Statistical process control-based performance evaluation component
314 utilizes several custom rules based on traditional sensitizing
rules in statistical process control theory, which statistical
process control-based performance evaluation component 314 uses to
determine whether machine learning diagnosis accuracy consistently
outperforms rule-based reasoning diagnosis accuracy. Four custom
evaluation rules are illustrated in the example of FIG. 5. However,
it should be noted that more evaluation rules may be introduced
based on statistical process control principles.

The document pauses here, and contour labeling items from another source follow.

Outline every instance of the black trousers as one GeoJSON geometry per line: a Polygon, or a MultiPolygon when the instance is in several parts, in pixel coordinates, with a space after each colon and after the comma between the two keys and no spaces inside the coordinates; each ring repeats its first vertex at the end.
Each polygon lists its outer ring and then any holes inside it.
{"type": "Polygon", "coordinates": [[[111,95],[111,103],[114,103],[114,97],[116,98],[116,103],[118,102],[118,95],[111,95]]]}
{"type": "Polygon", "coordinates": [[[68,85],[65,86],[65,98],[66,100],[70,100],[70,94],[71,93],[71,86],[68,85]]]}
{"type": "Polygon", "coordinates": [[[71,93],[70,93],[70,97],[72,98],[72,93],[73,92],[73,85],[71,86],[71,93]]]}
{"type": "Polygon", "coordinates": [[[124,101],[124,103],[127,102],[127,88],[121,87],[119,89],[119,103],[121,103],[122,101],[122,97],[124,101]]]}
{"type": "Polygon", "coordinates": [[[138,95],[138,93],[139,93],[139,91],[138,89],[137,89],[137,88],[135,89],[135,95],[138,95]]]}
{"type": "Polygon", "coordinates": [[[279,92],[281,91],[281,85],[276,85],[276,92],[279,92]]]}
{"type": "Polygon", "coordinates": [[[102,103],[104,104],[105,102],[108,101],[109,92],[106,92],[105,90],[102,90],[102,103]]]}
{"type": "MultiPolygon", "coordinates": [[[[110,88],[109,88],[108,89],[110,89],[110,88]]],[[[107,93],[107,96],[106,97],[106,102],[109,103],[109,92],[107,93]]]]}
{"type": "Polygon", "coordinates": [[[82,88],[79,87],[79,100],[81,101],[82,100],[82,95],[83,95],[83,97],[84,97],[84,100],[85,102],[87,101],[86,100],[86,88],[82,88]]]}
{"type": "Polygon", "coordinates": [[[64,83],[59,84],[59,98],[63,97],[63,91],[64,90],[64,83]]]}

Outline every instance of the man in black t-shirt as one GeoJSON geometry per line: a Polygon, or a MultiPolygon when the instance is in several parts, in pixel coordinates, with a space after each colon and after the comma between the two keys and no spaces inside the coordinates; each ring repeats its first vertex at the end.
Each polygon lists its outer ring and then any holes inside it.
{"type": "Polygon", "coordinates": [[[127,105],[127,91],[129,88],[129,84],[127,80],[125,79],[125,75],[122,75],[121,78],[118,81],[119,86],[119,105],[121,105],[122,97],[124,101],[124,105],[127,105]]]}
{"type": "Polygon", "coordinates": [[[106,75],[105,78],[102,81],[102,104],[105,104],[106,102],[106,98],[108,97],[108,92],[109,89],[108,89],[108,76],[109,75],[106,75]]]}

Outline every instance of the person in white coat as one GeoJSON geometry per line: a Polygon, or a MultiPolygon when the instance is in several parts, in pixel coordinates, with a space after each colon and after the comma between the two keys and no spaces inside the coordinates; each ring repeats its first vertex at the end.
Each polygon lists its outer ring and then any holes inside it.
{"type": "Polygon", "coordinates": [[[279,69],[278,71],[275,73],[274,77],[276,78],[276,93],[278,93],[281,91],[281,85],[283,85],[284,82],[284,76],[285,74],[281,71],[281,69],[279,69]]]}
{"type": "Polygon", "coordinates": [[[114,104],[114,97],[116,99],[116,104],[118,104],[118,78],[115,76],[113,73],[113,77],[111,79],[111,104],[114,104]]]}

Component failure identifier 304 utilizes diagnosis data collection
component 316 to record client system component failure case
information and store that information in the historical diagnosis
database 306. Data quality control component 318 uses a statistical
and data mining technique to identify possible data record outliers
in historical diagnosis database 306. Data quality control
component 318 displays the outlier data records in web-based user
interface 302 for diagnosis subject matter experts to evaluate and
correct, if necessary.
With reference now to FIG. 4, an example of machine learning
component failure diagnosis accuracy estimation table is depicted
in accordance with an illustrative embodiment. Machine learning
component failure diagnosis accuracy estimation table 400 may be
implemented in, for example, a component failure diagnosis server,
such as component failure diagnosis server 300 in FIG. 3. In
addition, machine learning component failure diagnosis accuracy
estimation table 400 may be, for example, system failure component
root cause table 222 implemented in data processing system 200 in
FIG. 2.
In this example, machine learning component failure diagnosis
accuracy estimation table 400 includes component identification
(ID) 402 and confidence level 404. Component identification 402
lists each component of a particular client system that is
suspected of being a root cause of a failure of the particular
client system. In this example, component identification 402 lists
component_001, component_002, and component_003. Confidence level
404 provide a confidence level value that corresponds to each
component identified in component identification 402. In this
example, component_001 has a corresponding confidence level value
of 75.02%, component_002 has a corresponding confidence level value
of 63.36%, and component_003 has a corresponding confidence level
value of 55.53%. In other words, component_001, which has the
highest corresponding confidence level value of 75.02%, is the
component most likely to be the root cause of the failure in the
particular client system.
With reference now to FIGS. 5A-5B, examples of diagnosis accuracy
control charts are depicted in accordance with an illustrative
embodiment. Diagnosis accuracy control charts 500 may be
implemented in, for example, a component failure diagnosis server,
such as component failure diagnosis server 300 in FIG. 3.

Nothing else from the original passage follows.